One of the last things Dr. Bolstad said was to the effect that there is no cure
for Mr. Kinkel's condition, that he should never be released without
appropriate medication and--I quote--"an awful lot of structure and appropriate
support services arranged for him."
We cannot predict what advances medical science will make in the treatment of
whatever mental illness he has. We cannot guarantee that he will receive the
treatment these doctors believe is necessary while in prison. And Dr. Bolstad,
who knows the system, was not optimistic in that regard. And we cannot
guarantee that Mr. Kinkel would follow up as necessary were he released to a
relatively uncontrolled environment.
Based upon the record I have heard and reviewed, I believe that Mr. Kinkel has
the capacity to do those things in prison his sister said he wanted to do. He
can be a model prisoner, he can help himself through educational opportunities
and other opportunities afforded to him, and he probably can do worthwhile
things to help others. If he chooses this route, and if medical science makes
the advances the doctors expect, he may be able to make a credible case for
gubernatorial clemency under ORS 144.640 and seek a commutation or shortening
of his sentence upon appropriate conditions.
Given the mandatory nature of Measure 11 sentences, I do not have the
flexibility to structure any kind of long-range conditional sentence, even were
it appropriate to do so, and I do not believe it is.

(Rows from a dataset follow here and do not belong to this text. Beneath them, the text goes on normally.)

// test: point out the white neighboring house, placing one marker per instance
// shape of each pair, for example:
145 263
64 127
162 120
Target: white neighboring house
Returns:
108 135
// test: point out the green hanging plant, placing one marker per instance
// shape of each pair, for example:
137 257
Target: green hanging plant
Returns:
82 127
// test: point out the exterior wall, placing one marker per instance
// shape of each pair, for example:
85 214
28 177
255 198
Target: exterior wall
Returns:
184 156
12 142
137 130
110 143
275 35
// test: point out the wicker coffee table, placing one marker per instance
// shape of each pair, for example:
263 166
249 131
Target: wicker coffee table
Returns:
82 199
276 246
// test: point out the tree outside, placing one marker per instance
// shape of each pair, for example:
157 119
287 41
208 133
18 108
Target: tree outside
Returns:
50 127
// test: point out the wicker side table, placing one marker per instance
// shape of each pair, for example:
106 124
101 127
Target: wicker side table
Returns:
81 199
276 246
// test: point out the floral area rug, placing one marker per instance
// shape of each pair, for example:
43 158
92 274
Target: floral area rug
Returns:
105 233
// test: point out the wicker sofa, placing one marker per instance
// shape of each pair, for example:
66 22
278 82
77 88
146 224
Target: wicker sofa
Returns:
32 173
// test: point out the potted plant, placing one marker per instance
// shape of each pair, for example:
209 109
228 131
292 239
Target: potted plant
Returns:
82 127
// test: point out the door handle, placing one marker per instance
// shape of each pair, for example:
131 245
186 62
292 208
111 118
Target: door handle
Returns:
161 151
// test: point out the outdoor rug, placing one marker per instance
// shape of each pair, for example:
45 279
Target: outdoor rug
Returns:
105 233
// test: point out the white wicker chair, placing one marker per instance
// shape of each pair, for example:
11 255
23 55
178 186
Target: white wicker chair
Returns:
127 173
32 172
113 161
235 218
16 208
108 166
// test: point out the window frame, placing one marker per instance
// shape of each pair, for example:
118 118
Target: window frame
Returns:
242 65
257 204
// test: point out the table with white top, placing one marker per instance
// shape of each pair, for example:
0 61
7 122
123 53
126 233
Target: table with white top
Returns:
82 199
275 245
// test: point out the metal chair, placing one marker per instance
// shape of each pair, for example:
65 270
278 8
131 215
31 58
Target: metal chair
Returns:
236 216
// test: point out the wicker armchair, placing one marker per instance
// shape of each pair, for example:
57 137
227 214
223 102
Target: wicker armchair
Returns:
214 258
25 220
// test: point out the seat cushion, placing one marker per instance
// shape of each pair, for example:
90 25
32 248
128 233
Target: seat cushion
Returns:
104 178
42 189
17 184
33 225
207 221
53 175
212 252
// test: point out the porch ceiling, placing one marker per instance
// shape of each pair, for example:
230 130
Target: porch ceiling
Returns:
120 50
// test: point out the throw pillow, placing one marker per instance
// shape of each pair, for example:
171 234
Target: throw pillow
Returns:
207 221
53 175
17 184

It became very apparent yesterday that this sentence needed to account for each
of the wounded, who rightly call themselves survivors, and for Mr. Kinkel to
know there was a price to be paid for each person hit by his bullets.

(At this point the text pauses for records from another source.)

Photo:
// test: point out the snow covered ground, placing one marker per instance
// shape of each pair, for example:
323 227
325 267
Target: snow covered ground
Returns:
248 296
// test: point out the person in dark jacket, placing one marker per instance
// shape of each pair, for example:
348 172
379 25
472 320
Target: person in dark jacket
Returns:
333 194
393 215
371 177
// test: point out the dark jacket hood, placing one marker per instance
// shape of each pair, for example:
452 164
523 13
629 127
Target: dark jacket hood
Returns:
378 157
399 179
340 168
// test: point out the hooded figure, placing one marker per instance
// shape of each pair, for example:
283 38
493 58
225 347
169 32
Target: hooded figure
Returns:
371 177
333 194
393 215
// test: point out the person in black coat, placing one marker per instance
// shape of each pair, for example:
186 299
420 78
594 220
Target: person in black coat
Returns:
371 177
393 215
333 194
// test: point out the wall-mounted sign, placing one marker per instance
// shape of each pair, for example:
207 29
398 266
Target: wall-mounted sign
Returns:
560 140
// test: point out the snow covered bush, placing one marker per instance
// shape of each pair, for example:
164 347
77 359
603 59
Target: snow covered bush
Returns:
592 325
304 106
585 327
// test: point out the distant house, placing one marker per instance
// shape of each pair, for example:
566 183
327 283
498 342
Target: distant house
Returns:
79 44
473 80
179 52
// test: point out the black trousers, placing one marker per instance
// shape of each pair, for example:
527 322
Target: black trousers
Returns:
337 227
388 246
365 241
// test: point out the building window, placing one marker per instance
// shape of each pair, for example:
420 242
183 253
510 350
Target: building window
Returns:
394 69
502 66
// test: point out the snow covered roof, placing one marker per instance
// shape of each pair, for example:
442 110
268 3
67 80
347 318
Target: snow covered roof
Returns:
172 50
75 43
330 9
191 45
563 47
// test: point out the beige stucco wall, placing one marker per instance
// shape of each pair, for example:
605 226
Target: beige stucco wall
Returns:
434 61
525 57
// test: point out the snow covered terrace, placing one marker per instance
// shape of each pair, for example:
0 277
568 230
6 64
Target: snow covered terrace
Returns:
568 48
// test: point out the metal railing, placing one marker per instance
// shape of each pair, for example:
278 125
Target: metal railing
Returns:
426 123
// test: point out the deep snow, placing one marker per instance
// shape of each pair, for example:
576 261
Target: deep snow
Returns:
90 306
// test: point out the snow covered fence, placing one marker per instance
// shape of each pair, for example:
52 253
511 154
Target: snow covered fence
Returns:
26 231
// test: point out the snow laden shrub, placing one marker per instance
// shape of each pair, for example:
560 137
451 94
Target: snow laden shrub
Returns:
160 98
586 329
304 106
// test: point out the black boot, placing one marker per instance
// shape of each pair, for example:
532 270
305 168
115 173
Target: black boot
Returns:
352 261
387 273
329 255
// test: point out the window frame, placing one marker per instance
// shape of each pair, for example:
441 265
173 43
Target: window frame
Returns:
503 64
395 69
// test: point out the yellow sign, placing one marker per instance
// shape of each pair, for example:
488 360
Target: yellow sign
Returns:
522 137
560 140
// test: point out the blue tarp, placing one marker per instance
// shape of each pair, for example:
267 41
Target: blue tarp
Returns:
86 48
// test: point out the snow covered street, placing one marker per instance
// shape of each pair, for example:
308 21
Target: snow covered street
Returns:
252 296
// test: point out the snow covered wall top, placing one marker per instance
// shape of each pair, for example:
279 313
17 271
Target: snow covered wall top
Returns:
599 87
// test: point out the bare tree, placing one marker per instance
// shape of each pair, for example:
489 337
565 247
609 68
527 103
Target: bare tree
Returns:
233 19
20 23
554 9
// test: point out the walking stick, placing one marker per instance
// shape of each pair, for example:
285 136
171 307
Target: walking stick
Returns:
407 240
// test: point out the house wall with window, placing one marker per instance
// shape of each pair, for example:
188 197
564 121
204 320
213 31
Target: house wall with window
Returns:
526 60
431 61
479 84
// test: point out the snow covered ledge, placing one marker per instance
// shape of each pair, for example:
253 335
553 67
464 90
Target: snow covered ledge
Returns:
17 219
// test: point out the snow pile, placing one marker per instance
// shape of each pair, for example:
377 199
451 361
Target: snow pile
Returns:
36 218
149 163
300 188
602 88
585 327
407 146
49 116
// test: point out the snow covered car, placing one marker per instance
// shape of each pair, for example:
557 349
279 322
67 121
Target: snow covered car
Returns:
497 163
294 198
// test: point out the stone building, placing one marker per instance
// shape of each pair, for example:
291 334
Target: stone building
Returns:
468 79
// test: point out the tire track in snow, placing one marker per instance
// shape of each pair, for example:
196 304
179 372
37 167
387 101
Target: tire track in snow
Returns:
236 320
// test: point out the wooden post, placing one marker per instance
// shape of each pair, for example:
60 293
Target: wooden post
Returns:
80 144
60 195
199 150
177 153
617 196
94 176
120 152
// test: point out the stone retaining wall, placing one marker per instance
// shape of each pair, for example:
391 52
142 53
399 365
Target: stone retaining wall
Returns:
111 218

Mr. Kinkel, would you stand, please, sir.
It's the order of this court that on
Counts 4, 5, 7, and 8 -- and those are the aggravated murder counts--you be
sentenced to serve a term of 25 years each, as per the Plea Agreement, to run
concurrent with one another. That's with the Department of Corrections.

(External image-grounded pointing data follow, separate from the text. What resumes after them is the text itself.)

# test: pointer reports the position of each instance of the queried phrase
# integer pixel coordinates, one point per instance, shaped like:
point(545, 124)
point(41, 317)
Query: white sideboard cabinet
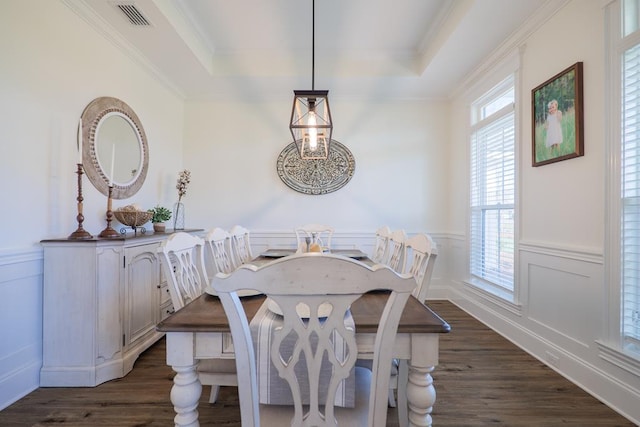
point(102, 301)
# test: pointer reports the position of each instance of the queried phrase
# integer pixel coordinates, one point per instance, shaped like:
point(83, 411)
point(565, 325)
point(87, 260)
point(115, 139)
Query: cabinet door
point(141, 289)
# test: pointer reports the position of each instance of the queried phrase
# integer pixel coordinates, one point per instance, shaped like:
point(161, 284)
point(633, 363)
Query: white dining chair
point(396, 253)
point(183, 264)
point(313, 233)
point(311, 281)
point(421, 253)
point(240, 245)
point(218, 251)
point(383, 234)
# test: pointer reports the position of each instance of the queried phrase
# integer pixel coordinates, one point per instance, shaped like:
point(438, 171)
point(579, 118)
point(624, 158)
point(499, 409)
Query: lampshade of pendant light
point(311, 126)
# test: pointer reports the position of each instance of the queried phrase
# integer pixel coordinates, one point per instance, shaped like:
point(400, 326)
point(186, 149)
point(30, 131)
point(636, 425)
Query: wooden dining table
point(200, 330)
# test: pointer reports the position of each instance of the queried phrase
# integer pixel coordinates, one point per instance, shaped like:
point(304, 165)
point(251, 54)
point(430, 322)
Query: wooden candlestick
point(109, 232)
point(80, 233)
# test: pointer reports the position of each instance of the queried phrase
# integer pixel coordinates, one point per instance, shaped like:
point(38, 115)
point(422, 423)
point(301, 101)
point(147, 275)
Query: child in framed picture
point(553, 126)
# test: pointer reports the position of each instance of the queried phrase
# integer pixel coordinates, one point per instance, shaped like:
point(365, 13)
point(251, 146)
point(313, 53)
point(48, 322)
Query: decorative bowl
point(132, 218)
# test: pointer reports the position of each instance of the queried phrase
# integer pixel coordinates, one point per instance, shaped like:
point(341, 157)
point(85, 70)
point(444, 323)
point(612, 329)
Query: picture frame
point(557, 117)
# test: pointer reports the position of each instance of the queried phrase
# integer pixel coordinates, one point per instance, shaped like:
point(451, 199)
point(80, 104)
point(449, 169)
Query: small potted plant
point(160, 215)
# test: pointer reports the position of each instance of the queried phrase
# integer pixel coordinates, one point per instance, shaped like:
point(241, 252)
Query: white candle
point(80, 141)
point(113, 160)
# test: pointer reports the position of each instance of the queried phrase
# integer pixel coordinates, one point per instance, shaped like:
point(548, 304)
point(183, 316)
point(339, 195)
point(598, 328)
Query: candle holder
point(80, 233)
point(109, 232)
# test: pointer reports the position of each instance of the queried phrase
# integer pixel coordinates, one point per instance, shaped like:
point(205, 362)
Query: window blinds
point(492, 199)
point(630, 192)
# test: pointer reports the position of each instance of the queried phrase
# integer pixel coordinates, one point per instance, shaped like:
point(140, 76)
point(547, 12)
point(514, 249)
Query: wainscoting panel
point(564, 296)
point(21, 338)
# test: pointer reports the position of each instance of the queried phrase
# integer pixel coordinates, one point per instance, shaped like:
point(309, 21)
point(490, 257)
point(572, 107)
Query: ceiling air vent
point(132, 13)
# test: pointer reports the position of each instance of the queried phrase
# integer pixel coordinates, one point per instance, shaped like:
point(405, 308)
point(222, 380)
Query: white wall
point(563, 314)
point(401, 158)
point(53, 64)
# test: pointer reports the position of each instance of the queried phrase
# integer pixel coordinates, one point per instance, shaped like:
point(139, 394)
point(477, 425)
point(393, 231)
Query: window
point(492, 192)
point(629, 181)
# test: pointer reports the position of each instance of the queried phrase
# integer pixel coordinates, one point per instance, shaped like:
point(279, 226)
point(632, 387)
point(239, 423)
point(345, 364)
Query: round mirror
point(115, 150)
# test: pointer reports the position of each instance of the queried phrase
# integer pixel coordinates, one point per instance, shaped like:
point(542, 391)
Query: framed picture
point(557, 111)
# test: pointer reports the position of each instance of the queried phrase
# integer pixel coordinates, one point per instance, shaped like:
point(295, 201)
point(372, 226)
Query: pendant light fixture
point(311, 125)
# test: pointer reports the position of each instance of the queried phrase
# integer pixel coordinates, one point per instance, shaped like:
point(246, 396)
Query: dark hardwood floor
point(482, 380)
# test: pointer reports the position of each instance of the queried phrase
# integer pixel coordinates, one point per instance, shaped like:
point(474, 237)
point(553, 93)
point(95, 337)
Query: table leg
point(186, 390)
point(421, 394)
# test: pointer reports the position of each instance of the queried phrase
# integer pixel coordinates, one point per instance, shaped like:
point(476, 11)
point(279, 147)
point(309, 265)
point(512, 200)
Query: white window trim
point(612, 345)
point(509, 65)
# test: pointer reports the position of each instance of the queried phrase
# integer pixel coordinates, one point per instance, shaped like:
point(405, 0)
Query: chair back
point(309, 234)
point(218, 249)
point(396, 253)
point(421, 257)
point(183, 265)
point(310, 280)
point(240, 245)
point(383, 234)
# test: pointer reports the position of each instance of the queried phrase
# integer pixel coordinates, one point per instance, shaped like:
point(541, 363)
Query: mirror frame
point(91, 118)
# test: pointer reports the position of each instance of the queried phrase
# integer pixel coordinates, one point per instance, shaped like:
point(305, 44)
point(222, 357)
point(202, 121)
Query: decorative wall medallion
point(316, 176)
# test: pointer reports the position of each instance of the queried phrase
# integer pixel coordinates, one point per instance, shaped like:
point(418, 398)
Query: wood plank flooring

On Counts 9, 11, 13, 15, 17, 19, 21, 22, 24, 26, 28, 30, 32, 34, 36, 38, 40,
42, 44, 46, 48, 50, 52, 54, 56, and 58 you're sentenced to serve a term of 90
months each, per Measure 11, as follows:
On Count 9, 50 months are to be served concurrent with the 25 years on Counts
4, 5, 7 and 8, and 40 months are to be served consecutively to that
On Count 11, 50 months are to be served concurrently to Count 9 and the other
sentences and 40 months are to be served consecutively to Count 9.
The remainder of the attempted murder counts are to be served in the same way,
that is, 50 months on each is concurrent with the prior counts and 40 months is
consecutive to the prior counts.
The total consecutive time on the 26 attempted murder counts is 1,040 months,
or 86.67 years. The total sentence by my calculation at least is 111.67 years,
which is more than anyone will ever serve. I see little point in sentencing
much beyond the normal lifetime.
The state has filed a restitution schedule. I have no evidence before me that
Mr. Kinkel has any ability to pay any restitution, or will have any during his
incarceration. By statute it would be error to impose the restitution
obligation on this record. And also, by statute he is not eligible to inherit
from his parents' estate, so that avenue of payment is certainly foreclosed.
You have the right to appeal. Any appeal that you file must be filed with the
Court of Appeals in Salem, Oregon, within 30 days of today or you lose that
right. You have the right to a lawyer to assist you, a court-appointed lawyer
if you can't afford your own. And certainly talk on your lawyers in that
UNIDENTIFIED FEMALE: He's having a seizure.
Someone call a doctor.
THE COURT: We will be in recess.
THE COURT: I understand Mr. Walker is feeling much better, and that's certainly
good news. Mr. Mullen and Mr. Sabitt?
(REMAINING PROCEEDINGS NOT TRANSCRIBED HEREIN.
I, Eileen E. McCornack, hereby certify that I am a Certified Shorthand Reporter
and Official Court Reporter for the 2nd Judicial District of Oregon; that I
reported in Stenotype the foregoing proceedings and subsequently transcribed my
said shorthand notes into the printed transcript, pages 1 through 10 both
inclusive; that the said transcript constitutes a full, true and accurate
record of the proceedings as requested, to the best of my knowledge, ability
Dated this [-] day of October 1999 in Eugene, Oregon.